I've been quite open here about the fact I avoid these kinds of publications. In fact, I actively reject the world they portray and think it's harmful – yet I still went and had the shoot, didn't I?
I can't say I feel proud of that.
I have a policy of not turning down opportunities (within reason), especially those outside of my comfort zone, as I'm trying to not let my rampant anxiety disorder ruin my life. The opportunity came one week before 20 Years Later was released in hardback, the article came out on the same day. I did it to get exposure for the book, just like all of the other people who put themselves into the media meat grinder who have products, projects and causes to promote. I became part of the machine.

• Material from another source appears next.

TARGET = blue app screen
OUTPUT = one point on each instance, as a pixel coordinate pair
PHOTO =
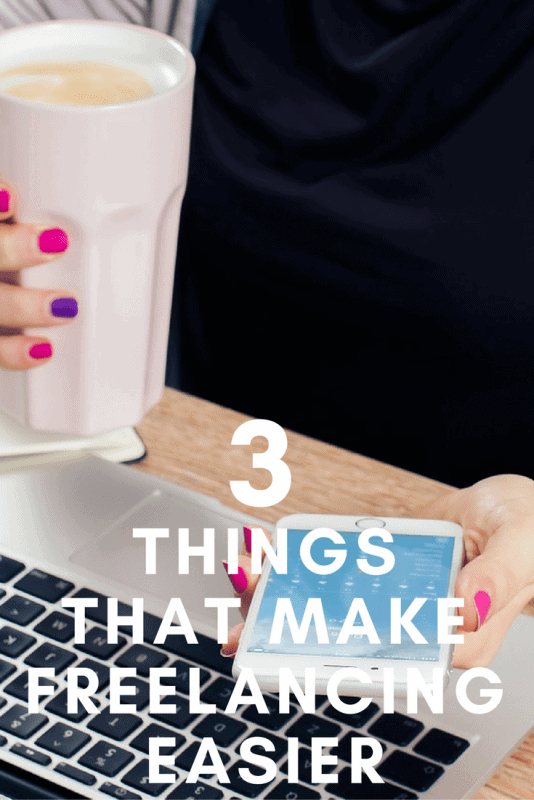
(422, 568)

So am I now jaded and bitter?
No. I was freaked out and precious, I'm better now. I don't regret the experience – the shoot itself was a lot of fun and even though I look awful in the article, I didn't feel it at the time. I'm pleased, perhaps hypocritically, that I got the hardback of 20 Years Later in the photo, in fact, may I urge you to admire how beautiful it looks should you click here to see the article?
And if you're wondering what I really look like when I'm proudly showing off my book, you can see me here, outside my favourite bookshop on the day I went to sign the copies on sale there (that was so exciting!). That's what I really look like; freaky in a non-scary way, wearing my old hat, with a silly – and genuine – grin.